More broadly, Ann Kirschner’s predictions and possibilities for higher education recently caught my attention. There are three standouts worth watching in terms of SEM:

  1. The end of majors. Some university is going to act on the knowledge that majors are anachronistic. Postgraduate learning is mostly experiential, interdisciplinary and collaborative. College needs to prepare students with a scaffolding for general education that ends the tyranny of departments and elevates teamwork, research and capstone projects.
  • The apotheosis of advisement.Some university will obliterate the distinction between academic and career advising, understanding that their smooth integration has become an essential ingredient in retention and graduation. Where career success goes, enrollment and endowment will follow.
  • Creating higher education clusters. Some university will fling open the door to neighboring institutions to build networks that share faculty, facilities and other resources, with the goal of reducing costs while still being able to offer a comprehensive range of courses and experiences.

A Final Thought

Securing future learners’ enrollment and ensuring their success will require many colleges and universities to undergo substantive structural, process and cultural changes. Moreover, mounting uncertainties about institutional enrollment futures may bring SEM into stronger alignment with organization development approaches, requiring those who lead SEM divisions at the strategic realm to possess expanded experiences and capabilities. SEM units will continue to be reasonably led by functional experts (e.g., marketing, recruitment/admissions, financial aid, advising, etc.). The functional units, however, that comprise SEM divisions in the future may create a demand for SEM leaders with deeper academic experience and sensibilities, particularly should learner-centered strategic planning and learner-centered SEM approaches [4] begin to gain traction and take hold in higher education. Arguably, the evolving future of SEM and associated R-P-C strategies are intrinsically tied to a dismantling of higher education traditions—in their many forms and functions.

 

References

[1] McNair, T. B., Albertine, S., McDonald, N., Major Jr, T., & Cooper, M. A. (2022). Becoming a student-ready college: A new culture of leadership for student success. John Wiley & Sons.

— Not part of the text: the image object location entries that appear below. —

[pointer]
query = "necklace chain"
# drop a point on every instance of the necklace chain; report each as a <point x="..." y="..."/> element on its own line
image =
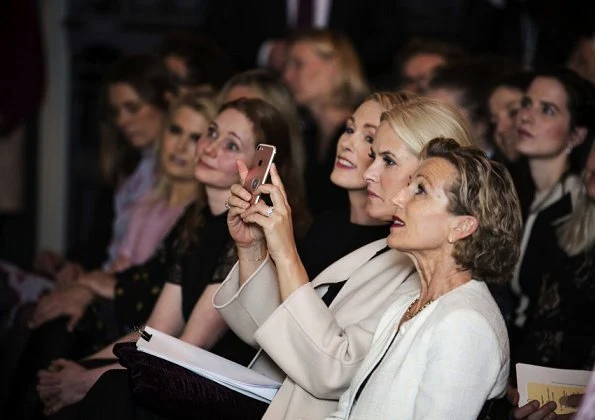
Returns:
<point x="409" y="315"/>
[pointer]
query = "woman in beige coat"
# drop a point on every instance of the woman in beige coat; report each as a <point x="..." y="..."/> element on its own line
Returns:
<point x="313" y="346"/>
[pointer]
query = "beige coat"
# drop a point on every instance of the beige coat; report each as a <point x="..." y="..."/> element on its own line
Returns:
<point x="313" y="349"/>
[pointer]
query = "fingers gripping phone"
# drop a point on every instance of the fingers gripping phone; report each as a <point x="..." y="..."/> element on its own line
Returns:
<point x="259" y="173"/>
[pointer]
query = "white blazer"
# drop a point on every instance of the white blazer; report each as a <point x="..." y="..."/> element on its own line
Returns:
<point x="313" y="349"/>
<point x="442" y="364"/>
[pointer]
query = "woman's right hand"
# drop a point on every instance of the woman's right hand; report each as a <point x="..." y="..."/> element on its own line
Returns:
<point x="532" y="410"/>
<point x="245" y="235"/>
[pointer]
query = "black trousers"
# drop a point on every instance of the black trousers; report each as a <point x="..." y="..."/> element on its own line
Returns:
<point x="111" y="398"/>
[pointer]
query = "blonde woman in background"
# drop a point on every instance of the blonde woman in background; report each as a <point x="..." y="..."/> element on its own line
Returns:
<point x="268" y="86"/>
<point x="326" y="79"/>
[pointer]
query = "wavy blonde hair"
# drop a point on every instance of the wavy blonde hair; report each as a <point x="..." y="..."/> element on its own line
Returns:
<point x="483" y="189"/>
<point x="422" y="119"/>
<point x="200" y="100"/>
<point x="351" y="86"/>
<point x="389" y="100"/>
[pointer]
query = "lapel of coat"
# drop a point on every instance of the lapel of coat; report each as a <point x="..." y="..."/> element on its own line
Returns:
<point x="342" y="269"/>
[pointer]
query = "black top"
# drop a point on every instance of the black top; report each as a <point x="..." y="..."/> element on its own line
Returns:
<point x="207" y="262"/>
<point x="332" y="236"/>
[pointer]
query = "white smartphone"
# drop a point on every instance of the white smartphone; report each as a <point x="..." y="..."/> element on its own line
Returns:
<point x="259" y="173"/>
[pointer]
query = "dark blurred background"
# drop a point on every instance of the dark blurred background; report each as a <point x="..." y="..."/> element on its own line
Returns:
<point x="55" y="53"/>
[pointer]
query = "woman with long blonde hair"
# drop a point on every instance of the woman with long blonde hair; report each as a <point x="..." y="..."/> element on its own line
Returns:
<point x="326" y="79"/>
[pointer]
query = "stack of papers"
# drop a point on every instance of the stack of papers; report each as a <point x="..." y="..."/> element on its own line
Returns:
<point x="209" y="365"/>
<point x="547" y="384"/>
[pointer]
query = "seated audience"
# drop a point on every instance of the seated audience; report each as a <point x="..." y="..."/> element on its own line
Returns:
<point x="268" y="86"/>
<point x="443" y="351"/>
<point x="137" y="94"/>
<point x="504" y="102"/>
<point x="205" y="251"/>
<point x="314" y="334"/>
<point x="555" y="131"/>
<point x="100" y="306"/>
<point x="560" y="331"/>
<point x="333" y="234"/>
<point x="465" y="84"/>
<point x="325" y="77"/>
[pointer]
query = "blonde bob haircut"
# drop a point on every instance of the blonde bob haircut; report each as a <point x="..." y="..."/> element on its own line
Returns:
<point x="200" y="100"/>
<point x="351" y="86"/>
<point x="422" y="119"/>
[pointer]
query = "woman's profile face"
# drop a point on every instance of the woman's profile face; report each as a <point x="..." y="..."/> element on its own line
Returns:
<point x="504" y="104"/>
<point x="185" y="128"/>
<point x="392" y="165"/>
<point x="544" y="120"/>
<point x="139" y="121"/>
<point x="353" y="148"/>
<point x="309" y="76"/>
<point x="229" y="138"/>
<point x="421" y="219"/>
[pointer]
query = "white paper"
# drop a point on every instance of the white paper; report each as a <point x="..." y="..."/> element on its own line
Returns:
<point x="548" y="384"/>
<point x="587" y="408"/>
<point x="209" y="365"/>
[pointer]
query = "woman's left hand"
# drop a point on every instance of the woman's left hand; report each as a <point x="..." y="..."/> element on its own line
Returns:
<point x="63" y="383"/>
<point x="275" y="221"/>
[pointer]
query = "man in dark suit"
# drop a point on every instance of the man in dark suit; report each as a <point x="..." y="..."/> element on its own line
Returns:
<point x="255" y="31"/>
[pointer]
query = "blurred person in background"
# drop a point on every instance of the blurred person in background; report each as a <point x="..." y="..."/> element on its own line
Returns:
<point x="325" y="77"/>
<point x="137" y="94"/>
<point x="195" y="61"/>
<point x="262" y="29"/>
<point x="416" y="61"/>
<point x="22" y="83"/>
<point x="81" y="318"/>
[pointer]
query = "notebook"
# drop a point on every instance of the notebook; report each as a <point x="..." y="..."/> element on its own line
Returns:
<point x="209" y="365"/>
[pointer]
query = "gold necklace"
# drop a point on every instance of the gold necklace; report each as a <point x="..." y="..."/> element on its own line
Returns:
<point x="409" y="315"/>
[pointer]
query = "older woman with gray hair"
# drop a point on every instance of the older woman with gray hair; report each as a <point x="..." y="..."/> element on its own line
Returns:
<point x="442" y="352"/>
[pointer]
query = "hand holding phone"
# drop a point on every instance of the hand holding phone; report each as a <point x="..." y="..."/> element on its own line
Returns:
<point x="259" y="173"/>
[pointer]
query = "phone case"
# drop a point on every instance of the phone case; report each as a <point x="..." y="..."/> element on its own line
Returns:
<point x="258" y="174"/>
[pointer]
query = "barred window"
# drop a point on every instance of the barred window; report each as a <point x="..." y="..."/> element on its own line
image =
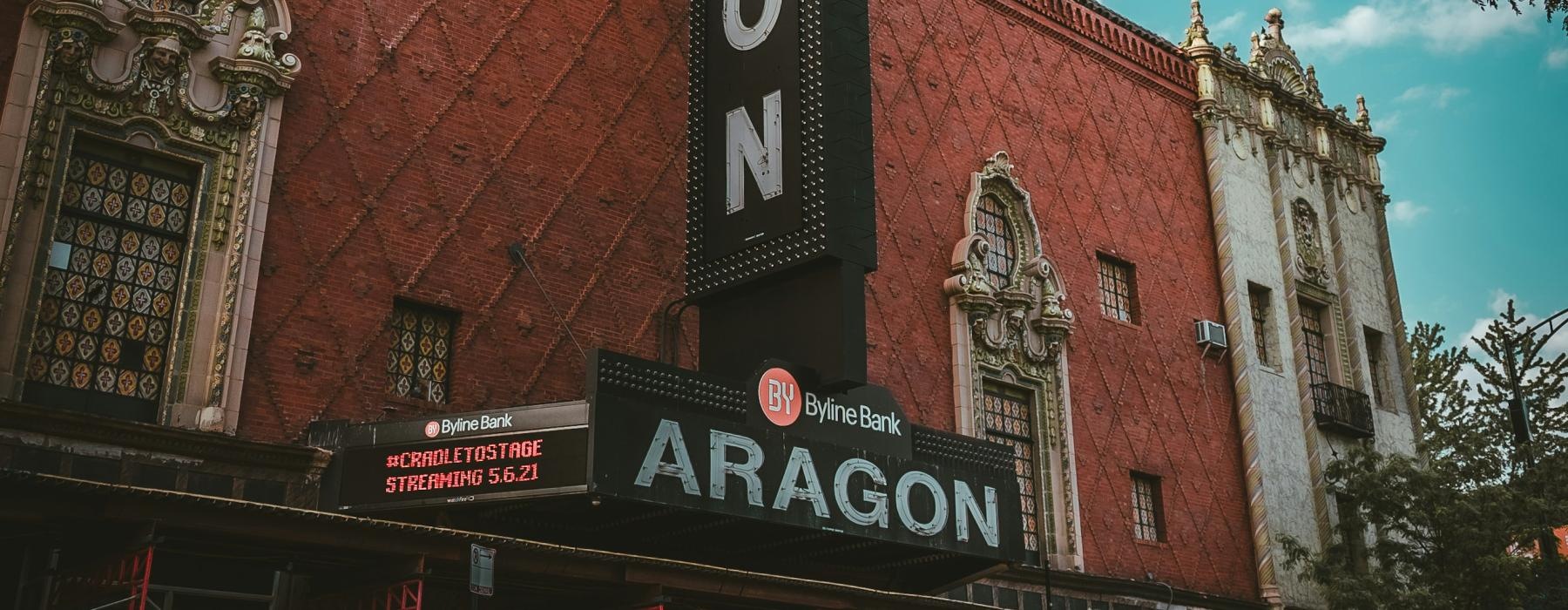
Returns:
<point x="1148" y="510"/>
<point x="1261" y="328"/>
<point x="1119" y="297"/>
<point x="113" y="281"/>
<point x="1009" y="419"/>
<point x="419" y="364"/>
<point x="1316" y="342"/>
<point x="991" y="223"/>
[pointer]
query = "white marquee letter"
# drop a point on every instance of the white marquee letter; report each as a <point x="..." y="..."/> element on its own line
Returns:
<point x="744" y="37"/>
<point x="878" y="499"/>
<point x="762" y="156"/>
<point x="800" y="466"/>
<point x="968" y="508"/>
<point x="668" y="437"/>
<point x="938" y="499"/>
<point x="719" y="466"/>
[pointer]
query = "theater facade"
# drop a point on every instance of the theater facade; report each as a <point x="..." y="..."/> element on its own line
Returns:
<point x="639" y="305"/>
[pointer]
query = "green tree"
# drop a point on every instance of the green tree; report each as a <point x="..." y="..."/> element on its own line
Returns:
<point x="1552" y="7"/>
<point x="1452" y="524"/>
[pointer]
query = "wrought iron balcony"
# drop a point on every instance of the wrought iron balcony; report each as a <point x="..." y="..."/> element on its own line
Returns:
<point x="1342" y="410"/>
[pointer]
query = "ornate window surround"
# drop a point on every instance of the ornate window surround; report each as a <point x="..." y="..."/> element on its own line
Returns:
<point x="203" y="85"/>
<point x="1015" y="336"/>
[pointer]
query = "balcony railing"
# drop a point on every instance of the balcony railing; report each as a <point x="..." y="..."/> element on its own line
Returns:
<point x="1342" y="410"/>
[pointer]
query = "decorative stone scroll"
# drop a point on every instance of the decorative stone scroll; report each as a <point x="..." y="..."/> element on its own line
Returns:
<point x="1015" y="333"/>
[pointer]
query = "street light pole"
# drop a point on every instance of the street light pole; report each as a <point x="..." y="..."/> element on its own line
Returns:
<point x="1518" y="410"/>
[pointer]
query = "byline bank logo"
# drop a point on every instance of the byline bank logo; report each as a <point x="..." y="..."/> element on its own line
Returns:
<point x="780" y="397"/>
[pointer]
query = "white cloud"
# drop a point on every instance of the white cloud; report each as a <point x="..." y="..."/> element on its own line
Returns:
<point x="1558" y="58"/>
<point x="1387" y="125"/>
<point x="1405" y="212"/>
<point x="1440" y="94"/>
<point x="1443" y="25"/>
<point x="1227" y="24"/>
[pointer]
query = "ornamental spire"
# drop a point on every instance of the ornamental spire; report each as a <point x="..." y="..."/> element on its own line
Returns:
<point x="1197" y="33"/>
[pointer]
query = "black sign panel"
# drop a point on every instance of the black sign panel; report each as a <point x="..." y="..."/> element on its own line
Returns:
<point x="780" y="148"/>
<point x="464" y="469"/>
<point x="682" y="439"/>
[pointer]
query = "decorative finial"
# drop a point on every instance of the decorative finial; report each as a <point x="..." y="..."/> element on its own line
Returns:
<point x="1363" y="118"/>
<point x="1311" y="85"/>
<point x="1197" y="33"/>
<point x="1275" y="29"/>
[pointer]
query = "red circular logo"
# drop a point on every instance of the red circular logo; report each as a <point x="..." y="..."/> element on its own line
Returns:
<point x="778" y="394"/>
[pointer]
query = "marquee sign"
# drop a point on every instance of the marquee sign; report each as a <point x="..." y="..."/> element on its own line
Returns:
<point x="464" y="458"/>
<point x="780" y="146"/>
<point x="684" y="439"/>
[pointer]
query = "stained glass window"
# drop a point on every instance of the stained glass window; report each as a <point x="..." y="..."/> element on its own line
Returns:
<point x="112" y="284"/>
<point x="991" y="223"/>
<point x="421" y="358"/>
<point x="1117" y="294"/>
<point x="1009" y="419"/>
<point x="1148" y="512"/>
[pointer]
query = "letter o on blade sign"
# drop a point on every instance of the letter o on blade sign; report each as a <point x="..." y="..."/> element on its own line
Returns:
<point x="778" y="394"/>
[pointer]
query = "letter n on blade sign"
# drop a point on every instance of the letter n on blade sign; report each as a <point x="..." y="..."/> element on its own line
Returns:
<point x="781" y="139"/>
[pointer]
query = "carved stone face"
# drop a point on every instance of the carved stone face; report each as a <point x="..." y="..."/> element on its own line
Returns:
<point x="164" y="58"/>
<point x="71" y="51"/>
<point x="245" y="107"/>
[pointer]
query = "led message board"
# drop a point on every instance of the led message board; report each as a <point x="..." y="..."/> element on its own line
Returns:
<point x="780" y="139"/>
<point x="462" y="458"/>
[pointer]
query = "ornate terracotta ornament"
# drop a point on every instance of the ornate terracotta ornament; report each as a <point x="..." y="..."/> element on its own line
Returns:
<point x="1010" y="323"/>
<point x="154" y="105"/>
<point x="1309" y="245"/>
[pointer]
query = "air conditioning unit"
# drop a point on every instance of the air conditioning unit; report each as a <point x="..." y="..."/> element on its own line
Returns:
<point x="1213" y="335"/>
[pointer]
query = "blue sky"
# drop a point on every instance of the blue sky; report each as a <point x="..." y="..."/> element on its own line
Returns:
<point x="1474" y="107"/>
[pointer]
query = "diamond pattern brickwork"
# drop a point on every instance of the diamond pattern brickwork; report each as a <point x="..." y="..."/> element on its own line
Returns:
<point x="1113" y="164"/>
<point x="427" y="135"/>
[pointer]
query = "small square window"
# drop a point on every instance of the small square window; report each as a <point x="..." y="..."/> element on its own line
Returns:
<point x="1119" y="295"/>
<point x="419" y="363"/>
<point x="1148" y="510"/>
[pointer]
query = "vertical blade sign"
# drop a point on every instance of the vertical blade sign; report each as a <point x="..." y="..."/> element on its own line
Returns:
<point x="776" y="88"/>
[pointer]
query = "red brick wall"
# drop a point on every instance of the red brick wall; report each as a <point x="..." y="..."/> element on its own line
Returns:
<point x="1113" y="166"/>
<point x="422" y="139"/>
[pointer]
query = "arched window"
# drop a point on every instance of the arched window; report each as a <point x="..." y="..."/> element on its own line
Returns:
<point x="1010" y="378"/>
<point x="993" y="225"/>
<point x="135" y="201"/>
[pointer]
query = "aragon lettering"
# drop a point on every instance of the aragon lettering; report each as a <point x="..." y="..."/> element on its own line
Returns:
<point x="860" y="486"/>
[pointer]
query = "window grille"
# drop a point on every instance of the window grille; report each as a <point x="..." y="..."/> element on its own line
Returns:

[2] Snowden, M. L. (2020). Leading through and beyond crisis: Know and decide your enrollment logics. College and University95(4), 41-43.

[3] Davenport, T., & Harris, J. (2017). Competing on analytics: Updated, with a new introduction: The new science of winning. Harvard Business Press.

[4] Snowden, M. L. (2014). Learner‐Centered SEM and Competency‐Based Education: Exploring the Learning Frontier of Graduate Enrollment Futures. Strategic Enrollment Management Quarterly2(1), 54-75.